= Yueyuan Animal Breeding Farm =

Monkey farm facility in Guangzhou, China

The Conghua City Yueyuan Animal Breeding farm (从化市棋杆镇悦源动物养殖场) is a monkey breeding facility built in Qigan Town, Conghua District, Guangzhou, People's Republic of China. It houses monkeys to be sold internationally for scientific research.

==History==
The farm was built in 2000, with the breeding stocks of monkeys imported from Cambodia. Mainland China now has 39 such farms. Official figures put the 2008 number of monkeys licensed for export at 170,000. The monkey farm is now the biggest in the world, housing 50,000 primates.
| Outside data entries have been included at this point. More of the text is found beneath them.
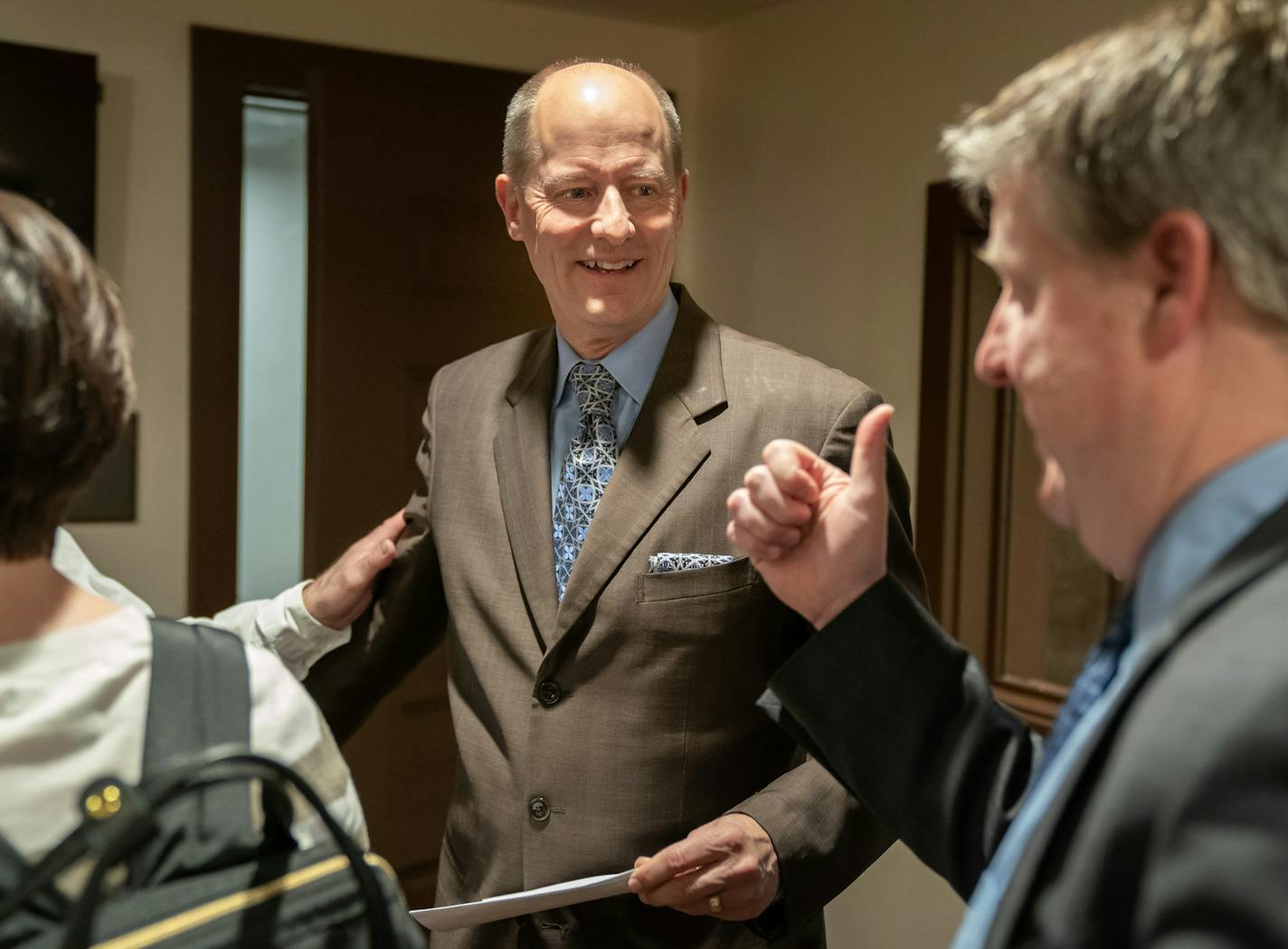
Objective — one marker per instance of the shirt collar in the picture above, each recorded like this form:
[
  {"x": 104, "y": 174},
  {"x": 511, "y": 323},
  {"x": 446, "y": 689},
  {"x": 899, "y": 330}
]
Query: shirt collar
[
  {"x": 1206, "y": 526},
  {"x": 634, "y": 364}
]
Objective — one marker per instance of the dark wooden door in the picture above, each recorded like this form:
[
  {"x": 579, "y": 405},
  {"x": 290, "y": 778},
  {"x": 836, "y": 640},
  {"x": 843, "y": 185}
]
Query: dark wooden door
[{"x": 410, "y": 268}]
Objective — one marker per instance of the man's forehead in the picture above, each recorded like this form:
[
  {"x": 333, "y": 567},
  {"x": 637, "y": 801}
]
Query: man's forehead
[{"x": 594, "y": 100}]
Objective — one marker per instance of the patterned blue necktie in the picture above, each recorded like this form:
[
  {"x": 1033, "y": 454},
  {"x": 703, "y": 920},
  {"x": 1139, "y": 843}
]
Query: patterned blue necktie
[
  {"x": 1097, "y": 672},
  {"x": 589, "y": 465}
]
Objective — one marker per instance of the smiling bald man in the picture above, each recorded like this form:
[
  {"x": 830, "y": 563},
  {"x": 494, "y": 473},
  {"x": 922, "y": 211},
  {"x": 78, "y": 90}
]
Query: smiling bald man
[{"x": 568, "y": 541}]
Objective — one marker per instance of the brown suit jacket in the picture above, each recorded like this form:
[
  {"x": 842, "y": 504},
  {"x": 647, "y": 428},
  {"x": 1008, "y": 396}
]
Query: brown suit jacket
[{"x": 629, "y": 707}]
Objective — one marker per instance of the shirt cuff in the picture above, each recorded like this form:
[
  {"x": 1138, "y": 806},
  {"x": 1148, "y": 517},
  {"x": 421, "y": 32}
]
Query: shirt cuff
[{"x": 290, "y": 630}]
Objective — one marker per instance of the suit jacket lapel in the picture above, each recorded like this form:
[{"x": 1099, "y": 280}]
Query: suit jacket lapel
[
  {"x": 661, "y": 453},
  {"x": 1260, "y": 551},
  {"x": 522, "y": 452}
]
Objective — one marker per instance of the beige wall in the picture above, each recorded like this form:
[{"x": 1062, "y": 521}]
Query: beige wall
[
  {"x": 143, "y": 210},
  {"x": 811, "y": 136}
]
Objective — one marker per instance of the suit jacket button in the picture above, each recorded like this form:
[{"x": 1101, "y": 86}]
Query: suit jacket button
[{"x": 549, "y": 693}]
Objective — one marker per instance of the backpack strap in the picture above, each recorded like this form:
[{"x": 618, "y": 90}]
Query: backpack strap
[
  {"x": 29, "y": 906},
  {"x": 200, "y": 698}
]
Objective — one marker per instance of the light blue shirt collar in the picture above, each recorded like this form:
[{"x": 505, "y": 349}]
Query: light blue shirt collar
[
  {"x": 1202, "y": 529},
  {"x": 634, "y": 364},
  {"x": 1205, "y": 527}
]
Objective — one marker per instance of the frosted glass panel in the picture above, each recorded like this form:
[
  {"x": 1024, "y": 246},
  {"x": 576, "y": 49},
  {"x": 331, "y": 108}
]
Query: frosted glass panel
[{"x": 273, "y": 297}]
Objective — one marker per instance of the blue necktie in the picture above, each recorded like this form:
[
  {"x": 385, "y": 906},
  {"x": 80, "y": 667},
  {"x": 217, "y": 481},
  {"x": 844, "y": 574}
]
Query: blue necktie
[
  {"x": 1096, "y": 676},
  {"x": 590, "y": 462},
  {"x": 1097, "y": 672}
]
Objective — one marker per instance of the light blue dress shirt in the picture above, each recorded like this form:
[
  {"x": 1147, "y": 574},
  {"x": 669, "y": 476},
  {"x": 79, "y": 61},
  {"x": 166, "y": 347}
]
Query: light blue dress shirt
[
  {"x": 1198, "y": 533},
  {"x": 634, "y": 365}
]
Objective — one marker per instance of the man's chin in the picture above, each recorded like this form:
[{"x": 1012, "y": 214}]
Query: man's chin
[{"x": 1054, "y": 496}]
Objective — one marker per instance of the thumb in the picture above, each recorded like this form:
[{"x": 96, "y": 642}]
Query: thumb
[
  {"x": 869, "y": 441},
  {"x": 380, "y": 556}
]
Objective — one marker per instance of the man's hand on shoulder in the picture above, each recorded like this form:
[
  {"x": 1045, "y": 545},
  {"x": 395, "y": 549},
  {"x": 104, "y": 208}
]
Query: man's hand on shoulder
[
  {"x": 726, "y": 869},
  {"x": 343, "y": 592},
  {"x": 816, "y": 533}
]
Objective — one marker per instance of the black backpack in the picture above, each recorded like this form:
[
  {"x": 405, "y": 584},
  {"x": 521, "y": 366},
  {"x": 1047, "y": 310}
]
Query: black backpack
[{"x": 199, "y": 870}]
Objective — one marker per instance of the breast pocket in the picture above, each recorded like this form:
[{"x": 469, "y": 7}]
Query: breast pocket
[{"x": 686, "y": 584}]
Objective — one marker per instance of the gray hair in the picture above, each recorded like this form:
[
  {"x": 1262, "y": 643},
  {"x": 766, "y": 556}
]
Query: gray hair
[
  {"x": 1187, "y": 109},
  {"x": 519, "y": 152}
]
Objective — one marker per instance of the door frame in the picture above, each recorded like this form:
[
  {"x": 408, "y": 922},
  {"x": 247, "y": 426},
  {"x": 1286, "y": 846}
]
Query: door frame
[{"x": 225, "y": 66}]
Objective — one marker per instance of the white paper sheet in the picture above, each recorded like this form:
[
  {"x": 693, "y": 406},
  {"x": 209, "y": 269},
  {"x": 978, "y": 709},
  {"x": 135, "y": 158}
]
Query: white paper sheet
[{"x": 528, "y": 902}]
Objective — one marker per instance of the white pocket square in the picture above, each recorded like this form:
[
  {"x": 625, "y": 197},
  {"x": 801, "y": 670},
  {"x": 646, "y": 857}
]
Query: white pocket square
[{"x": 668, "y": 563}]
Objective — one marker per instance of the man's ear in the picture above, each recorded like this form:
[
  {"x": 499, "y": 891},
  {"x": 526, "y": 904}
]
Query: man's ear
[
  {"x": 507, "y": 196},
  {"x": 1178, "y": 252}
]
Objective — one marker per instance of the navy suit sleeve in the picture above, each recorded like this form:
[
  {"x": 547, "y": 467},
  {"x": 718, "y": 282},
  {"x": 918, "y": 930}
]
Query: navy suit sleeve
[{"x": 904, "y": 717}]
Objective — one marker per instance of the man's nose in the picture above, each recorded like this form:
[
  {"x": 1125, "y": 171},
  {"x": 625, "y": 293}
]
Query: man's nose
[
  {"x": 990, "y": 352},
  {"x": 612, "y": 221}
]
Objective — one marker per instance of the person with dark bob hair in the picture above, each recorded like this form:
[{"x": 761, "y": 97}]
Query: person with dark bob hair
[
  {"x": 75, "y": 668},
  {"x": 66, "y": 386}
]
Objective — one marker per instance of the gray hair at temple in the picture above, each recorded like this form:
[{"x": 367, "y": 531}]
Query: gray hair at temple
[
  {"x": 519, "y": 152},
  {"x": 66, "y": 386},
  {"x": 1187, "y": 109}
]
The monkeys are used scientific research, including gene therapy, cancer, Parkinson's, Alzheimer's, stem cells and antibody-based treatments.

==Customer==
The United States is reported to be the biggest overseas customers. Other customers include South Korea and Germany. Shirley McGreal, director of the International Primate Protection League (IPPL), said that the United States Department of Defense is one of the biggest client using the monkeys in biological warfare weapons research: the monkeys are poisoned with sarin, anthrax, ebola during experimentation.

The price for a healthy and pathogen-free monkey is between US$2,000 and US$3,000 each.